After leaving the neonatal ICU Max was brought in for his first visit. He was ten days old and had spent a week in the NICU. He had been a 36-week premie baby with some breathing issues which subsequently resolved along with some jaundice. He was discharged home with no medications other than vitamins. Mom was successfully breast-feeding as evidenced by his good weight gain.
Max’s parents brought in the discharge papers which corroborated that he had an uneventful stay in the NICU. He had passed the hearing test and received the Hepatitis B vaccine. The exam was showing him to be an alert and healthy baby boy until I got to his genital region. His circumcision had healed nicely, but it was noticed that the left testicle was not palpable. His dad said, “Oh yeah, the neonatal doctor said that his testicle had not come down, and that you would need to follow this. He told us this was not uncommon and not a problem. What do you think?”
After finishing my exam I had them dress Max and said, “Let’s talk about undescended testicles”. When the male fetus is developing in-utero, the testes (testicles) are located within the abdomen. By around 6-7 months of gestation the testes usually “migrate” down into the scrotum passing through the inguinal canal. In about 3-4% of term males, the testicle has not descended into the scrotum at birth and this is known as cryptorchidism. This number is much higher in premature males, as high as 30%. This is not a problem but must be followed closely. In the vast majority of cases the testes will eventually come down by nine months of age. If the testes have not come down into the scrotum by one year of age, this then needs to be evaluated and treated to avoid more serious complications. These can include an increased risk for infertility and cancer, hernia, compromise of the blood supply to the testicle and a twisting (torsion) of the blood vessels to the testicle.
The testes are where the sperm form and are stored for life. The body has a number of built-in mechanisms to protect them. It is vital that the temperature of the testes remain fairly constant, just a little below the core temperature of the body. This is insured by a muscle, the cremasteric muscle, which regulated the position of the testes relative to the body, which is driven by temperature. When it is cold, the muscle contracts and pulls the testes high up in the scrotum. When it is hot, the muscle relaxes and the testes drop low and sag in the scrotum. Some boys have a very sensitive and active cremasteric reflex as the testes retract into the inguinal canal appearing as though the testicle is undescended.

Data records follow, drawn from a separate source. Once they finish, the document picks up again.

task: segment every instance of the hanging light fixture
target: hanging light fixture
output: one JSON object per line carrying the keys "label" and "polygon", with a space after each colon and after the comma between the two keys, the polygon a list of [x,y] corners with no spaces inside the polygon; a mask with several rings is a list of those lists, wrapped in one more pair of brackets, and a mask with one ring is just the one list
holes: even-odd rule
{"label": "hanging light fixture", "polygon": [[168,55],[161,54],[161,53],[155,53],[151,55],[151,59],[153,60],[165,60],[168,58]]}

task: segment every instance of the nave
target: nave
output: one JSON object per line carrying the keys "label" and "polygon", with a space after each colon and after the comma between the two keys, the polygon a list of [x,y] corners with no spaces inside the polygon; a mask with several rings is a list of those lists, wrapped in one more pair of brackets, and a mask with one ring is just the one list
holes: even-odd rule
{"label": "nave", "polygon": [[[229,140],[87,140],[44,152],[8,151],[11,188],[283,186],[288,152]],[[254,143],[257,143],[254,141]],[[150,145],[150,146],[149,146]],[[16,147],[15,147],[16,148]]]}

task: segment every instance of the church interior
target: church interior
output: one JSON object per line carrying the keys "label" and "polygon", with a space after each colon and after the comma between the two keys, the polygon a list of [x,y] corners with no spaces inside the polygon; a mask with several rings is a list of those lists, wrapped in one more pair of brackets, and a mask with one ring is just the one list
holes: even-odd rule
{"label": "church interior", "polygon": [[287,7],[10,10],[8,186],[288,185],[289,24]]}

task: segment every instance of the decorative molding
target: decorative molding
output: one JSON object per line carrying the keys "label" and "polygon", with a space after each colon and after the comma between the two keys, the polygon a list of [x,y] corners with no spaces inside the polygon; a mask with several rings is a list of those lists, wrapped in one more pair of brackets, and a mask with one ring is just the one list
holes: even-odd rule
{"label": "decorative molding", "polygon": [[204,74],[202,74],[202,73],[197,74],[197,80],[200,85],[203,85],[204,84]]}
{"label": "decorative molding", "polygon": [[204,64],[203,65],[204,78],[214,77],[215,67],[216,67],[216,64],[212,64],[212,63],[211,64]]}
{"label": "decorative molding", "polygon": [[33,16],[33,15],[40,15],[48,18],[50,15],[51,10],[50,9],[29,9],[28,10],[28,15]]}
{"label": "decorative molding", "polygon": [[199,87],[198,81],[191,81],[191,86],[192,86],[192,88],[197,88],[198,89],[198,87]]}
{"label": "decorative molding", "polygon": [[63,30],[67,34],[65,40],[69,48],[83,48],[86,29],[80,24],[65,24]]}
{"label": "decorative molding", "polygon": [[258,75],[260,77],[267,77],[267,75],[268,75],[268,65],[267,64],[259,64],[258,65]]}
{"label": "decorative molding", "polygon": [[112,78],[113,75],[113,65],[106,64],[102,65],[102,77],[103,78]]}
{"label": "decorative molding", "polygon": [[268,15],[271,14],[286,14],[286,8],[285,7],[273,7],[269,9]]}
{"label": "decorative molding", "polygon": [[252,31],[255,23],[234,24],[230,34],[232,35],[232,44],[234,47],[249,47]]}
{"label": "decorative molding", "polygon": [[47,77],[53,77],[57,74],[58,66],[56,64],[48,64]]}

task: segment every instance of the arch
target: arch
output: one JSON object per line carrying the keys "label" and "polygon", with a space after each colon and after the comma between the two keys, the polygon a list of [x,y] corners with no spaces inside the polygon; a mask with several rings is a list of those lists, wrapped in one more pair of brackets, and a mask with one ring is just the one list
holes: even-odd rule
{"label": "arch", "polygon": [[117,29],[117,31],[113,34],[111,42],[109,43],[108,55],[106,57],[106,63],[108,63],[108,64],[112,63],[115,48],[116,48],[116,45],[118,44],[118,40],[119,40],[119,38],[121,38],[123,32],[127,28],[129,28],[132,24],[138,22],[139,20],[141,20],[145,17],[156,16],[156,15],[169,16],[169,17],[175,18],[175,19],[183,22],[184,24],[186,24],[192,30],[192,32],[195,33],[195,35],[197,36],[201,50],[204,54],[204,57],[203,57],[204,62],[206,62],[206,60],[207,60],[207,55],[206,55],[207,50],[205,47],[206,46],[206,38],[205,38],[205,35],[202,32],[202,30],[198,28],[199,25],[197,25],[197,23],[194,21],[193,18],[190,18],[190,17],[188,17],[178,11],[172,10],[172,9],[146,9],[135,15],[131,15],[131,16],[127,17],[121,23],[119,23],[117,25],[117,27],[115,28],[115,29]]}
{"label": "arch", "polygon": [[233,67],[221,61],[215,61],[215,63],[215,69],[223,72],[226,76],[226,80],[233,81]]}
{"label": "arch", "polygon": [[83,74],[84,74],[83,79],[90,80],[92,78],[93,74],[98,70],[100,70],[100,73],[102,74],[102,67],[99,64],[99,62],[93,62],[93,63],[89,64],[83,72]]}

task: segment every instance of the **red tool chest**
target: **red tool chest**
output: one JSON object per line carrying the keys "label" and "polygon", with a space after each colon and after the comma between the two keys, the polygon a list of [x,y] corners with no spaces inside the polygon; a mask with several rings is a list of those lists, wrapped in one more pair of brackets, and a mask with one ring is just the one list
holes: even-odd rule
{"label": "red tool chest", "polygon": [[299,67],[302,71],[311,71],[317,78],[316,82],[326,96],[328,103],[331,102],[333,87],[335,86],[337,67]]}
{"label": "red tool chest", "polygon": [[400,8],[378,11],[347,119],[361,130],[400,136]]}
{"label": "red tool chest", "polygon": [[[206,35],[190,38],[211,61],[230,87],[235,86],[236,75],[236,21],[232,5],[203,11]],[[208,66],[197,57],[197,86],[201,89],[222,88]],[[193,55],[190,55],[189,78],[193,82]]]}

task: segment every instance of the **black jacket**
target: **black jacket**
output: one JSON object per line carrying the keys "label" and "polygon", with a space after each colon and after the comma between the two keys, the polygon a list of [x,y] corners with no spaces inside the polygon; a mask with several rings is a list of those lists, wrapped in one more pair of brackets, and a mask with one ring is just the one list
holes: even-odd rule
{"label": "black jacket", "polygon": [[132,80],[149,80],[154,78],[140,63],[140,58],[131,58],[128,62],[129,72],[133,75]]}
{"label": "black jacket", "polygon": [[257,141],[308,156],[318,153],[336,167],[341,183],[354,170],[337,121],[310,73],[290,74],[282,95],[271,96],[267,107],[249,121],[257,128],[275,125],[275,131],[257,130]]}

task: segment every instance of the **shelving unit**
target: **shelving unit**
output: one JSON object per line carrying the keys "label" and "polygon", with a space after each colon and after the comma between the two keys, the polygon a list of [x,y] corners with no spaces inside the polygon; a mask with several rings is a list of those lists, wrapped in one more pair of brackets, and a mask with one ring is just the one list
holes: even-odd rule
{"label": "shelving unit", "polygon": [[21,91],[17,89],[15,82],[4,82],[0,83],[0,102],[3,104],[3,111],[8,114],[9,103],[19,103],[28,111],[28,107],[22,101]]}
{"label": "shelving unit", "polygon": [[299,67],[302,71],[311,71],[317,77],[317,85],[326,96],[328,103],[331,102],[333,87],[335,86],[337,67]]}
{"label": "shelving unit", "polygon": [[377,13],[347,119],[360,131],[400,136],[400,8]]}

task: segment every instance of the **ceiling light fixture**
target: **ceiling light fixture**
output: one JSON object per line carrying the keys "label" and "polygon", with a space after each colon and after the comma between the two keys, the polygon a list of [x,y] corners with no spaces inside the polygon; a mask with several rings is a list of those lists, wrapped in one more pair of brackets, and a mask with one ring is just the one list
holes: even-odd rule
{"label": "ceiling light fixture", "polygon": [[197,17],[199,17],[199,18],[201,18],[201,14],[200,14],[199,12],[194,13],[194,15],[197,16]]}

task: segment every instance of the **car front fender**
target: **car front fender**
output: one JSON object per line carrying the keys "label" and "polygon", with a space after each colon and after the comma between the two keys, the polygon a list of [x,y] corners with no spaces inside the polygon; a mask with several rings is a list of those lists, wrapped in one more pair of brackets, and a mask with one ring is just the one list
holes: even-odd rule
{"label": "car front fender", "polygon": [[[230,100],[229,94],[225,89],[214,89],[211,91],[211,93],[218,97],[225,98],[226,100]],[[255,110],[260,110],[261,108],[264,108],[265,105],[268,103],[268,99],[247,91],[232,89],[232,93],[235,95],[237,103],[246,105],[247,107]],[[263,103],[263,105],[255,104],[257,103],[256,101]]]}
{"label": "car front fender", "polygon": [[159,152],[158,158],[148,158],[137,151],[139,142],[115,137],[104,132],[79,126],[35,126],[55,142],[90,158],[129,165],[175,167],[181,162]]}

Once a doctor has established that both testes are down into the scrotum, no further work-up or intervention is necessary. This means that, if in the delivery room shortly after birth, the doctor establishes that both testes are descended, then one NEVER has to worry about undescended testes at all. Retractile testes can cause undue concern to emergency room or urgent care doctors, who are seeing a patient for the first time. Often the examining room is cold and the patient might be anxious or afraid.

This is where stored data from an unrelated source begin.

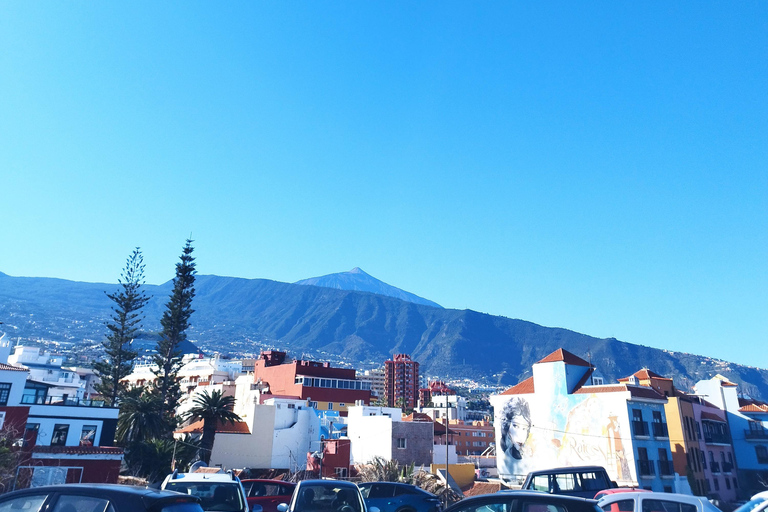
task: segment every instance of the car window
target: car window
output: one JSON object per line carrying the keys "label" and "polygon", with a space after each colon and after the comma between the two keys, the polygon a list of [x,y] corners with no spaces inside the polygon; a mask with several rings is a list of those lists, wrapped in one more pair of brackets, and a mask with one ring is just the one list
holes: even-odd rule
{"label": "car window", "polygon": [[413,489],[410,487],[407,487],[405,485],[396,485],[395,488],[395,496],[400,496],[402,494],[416,494]]}
{"label": "car window", "polygon": [[549,475],[534,475],[531,484],[534,491],[549,492]]}
{"label": "car window", "polygon": [[555,475],[555,482],[557,482],[557,489],[560,491],[581,490],[581,485],[576,481],[576,475],[574,473],[561,473]]}
{"label": "car window", "polygon": [[564,507],[545,501],[522,501],[520,510],[522,512],[566,512]]}
{"label": "car window", "polygon": [[604,512],[632,512],[635,509],[635,500],[619,500],[601,507]]}
{"label": "car window", "polygon": [[305,485],[291,508],[294,512],[360,512],[361,503],[356,487]]}
{"label": "car window", "polygon": [[369,498],[391,498],[394,496],[394,486],[387,484],[371,484],[368,491]]}
{"label": "car window", "polygon": [[62,494],[56,500],[53,512],[115,512],[109,500],[92,496]]}
{"label": "car window", "polygon": [[643,512],[696,512],[696,505],[670,500],[643,500]]}
{"label": "car window", "polygon": [[171,481],[165,488],[197,496],[202,501],[203,510],[237,512],[243,509],[240,485],[236,482]]}
{"label": "car window", "polygon": [[581,478],[581,488],[584,491],[600,491],[610,487],[602,473],[580,473],[579,477]]}
{"label": "car window", "polygon": [[12,498],[0,502],[0,512],[38,512],[47,497],[47,494],[33,494]]}
{"label": "car window", "polygon": [[510,507],[507,500],[480,500],[465,503],[464,506],[459,502],[455,512],[509,512],[509,510]]}

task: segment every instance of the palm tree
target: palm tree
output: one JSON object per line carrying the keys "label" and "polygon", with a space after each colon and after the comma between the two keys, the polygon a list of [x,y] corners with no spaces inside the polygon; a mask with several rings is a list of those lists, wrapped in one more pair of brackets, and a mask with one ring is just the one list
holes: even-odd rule
{"label": "palm tree", "polygon": [[203,420],[203,437],[200,439],[200,459],[208,464],[211,460],[216,426],[219,423],[235,423],[240,416],[234,413],[235,397],[224,396],[219,390],[208,393],[206,390],[192,400],[194,406],[187,413],[191,421]]}
{"label": "palm tree", "polygon": [[162,401],[152,393],[138,389],[120,402],[117,440],[124,445],[141,443],[160,437],[165,432]]}

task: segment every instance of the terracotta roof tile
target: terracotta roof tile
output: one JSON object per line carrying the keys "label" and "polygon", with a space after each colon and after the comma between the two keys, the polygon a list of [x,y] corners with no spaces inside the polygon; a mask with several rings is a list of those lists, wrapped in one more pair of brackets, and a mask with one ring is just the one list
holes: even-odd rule
{"label": "terracotta roof tile", "polygon": [[[592,366],[577,355],[571,354],[563,348],[559,348],[539,361],[539,363],[556,363],[562,361],[573,366]],[[538,364],[538,363],[537,363]]]}
{"label": "terracotta roof tile", "polygon": [[[216,433],[222,434],[250,434],[248,425],[242,421],[230,422],[218,422],[216,425]],[[203,433],[203,420],[190,423],[184,428],[180,428],[174,432],[174,434],[202,434]]]}
{"label": "terracotta roof tile", "polygon": [[535,390],[533,388],[533,377],[528,377],[524,381],[515,384],[511,388],[505,390],[504,392],[500,393],[501,395],[528,395],[530,393],[533,393]]}
{"label": "terracotta roof tile", "polygon": [[117,446],[35,446],[32,453],[62,453],[66,455],[122,455]]}
{"label": "terracotta roof tile", "polygon": [[29,368],[21,368],[19,366],[13,366],[10,364],[0,363],[0,370],[6,370],[9,372],[28,372]]}
{"label": "terracotta roof tile", "polygon": [[[642,370],[638,370],[635,373],[633,373],[632,376],[637,377],[639,380],[651,380],[651,379],[672,380],[667,377],[662,377],[658,373],[652,372],[648,368],[643,368]],[[619,382],[625,382],[627,380],[629,380],[629,377],[618,379]]]}
{"label": "terracotta roof tile", "polygon": [[768,412],[768,405],[751,403],[739,408],[739,412]]}
{"label": "terracotta roof tile", "polygon": [[582,395],[588,393],[619,393],[627,391],[626,384],[605,384],[602,386],[582,386],[574,391],[574,394]]}
{"label": "terracotta roof tile", "polygon": [[574,391],[574,394],[589,394],[589,393],[621,393],[629,391],[630,396],[633,398],[653,398],[657,400],[665,400],[666,397],[648,386],[628,386],[626,384],[608,384],[605,386],[583,386],[581,389]]}
{"label": "terracotta roof tile", "polygon": [[[445,464],[443,464],[445,466]],[[464,493],[465,498],[470,496],[482,496],[483,494],[495,494],[502,489],[501,483],[498,482],[473,482],[472,485],[462,487],[461,490]]]}

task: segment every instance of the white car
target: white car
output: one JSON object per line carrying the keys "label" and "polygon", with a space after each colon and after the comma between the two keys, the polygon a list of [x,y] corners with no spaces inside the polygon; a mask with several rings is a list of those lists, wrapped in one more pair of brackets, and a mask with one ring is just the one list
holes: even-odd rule
{"label": "white car", "polygon": [[706,498],[669,492],[622,492],[597,502],[603,512],[720,512]]}
{"label": "white car", "polygon": [[768,511],[768,491],[752,496],[752,499],[733,512],[766,512]]}
{"label": "white car", "polygon": [[160,488],[197,496],[205,512],[249,512],[243,484],[231,471],[226,473],[174,471],[165,477]]}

The risk of testicular malignancy is much higher in males with undescended testicles. The most common cancer is a seminoma and the incidence is 4-40 times higher than the general population. When this cancer does occur, it usually presents in the 3rd and 4th decades of life. In the case of one undescended testicle, the rate of cancer is 1 in 80. If it is bilateral, the rate increases to 1 in 40.
As for infertility, the incidence in unilateral cryptorchidism is around 10% compared to 6% in the general male population. If it is bilateral, the incidence jumps up to 38%.
Another possible complication may be an inguinal hernia. This is because normally after the testicle migrates from the abdomen into the scrotum, the tube in which it passes (the inguinal canal) closes. If it fails to close, then there is a connection between the abdomen and the scrotum in which the intestines can bulge into…hence a hernia by definition.
When the testicle is not down in the scrotum, it is more vulnerable to torsion of the testicle. This is a condition whereby the spermatic cord, which houses the blood supply and other vital structures for the testicle, twists upon itself thereby compromising the blood supple to the testicle. This causes acute pain and may result in the testicle dying.
Once it has been determined that the testicle(s) have not descended into the scrotum by one year of age, intervention is than required to prevent the complication listed above. To determine that the testicle is not merely retractile but truly undescended the physician may order an ultrasound or an MRI to confirm their clinical findings. The standard of care is to bring the testicle down into the scrotum with a surgical procedure known as an orchiopexy. This is usually performed by a pediatric urologist. This is a relatively minor procedure and is typically done as an outpatient. Another option might be a series of hormonal injections using human choriono-gonadotropic hormone (HCG). This requires ten weekly injections over a five week period. However, the success rate is reported to be between 5 and 50%. Most physicians opt for surgery.
Having gone through all of the facts Max’s parents were comfortable in watchful waiting. At Max’s six-month well check I am pleased to report that both testes were felt securely in the scrotum.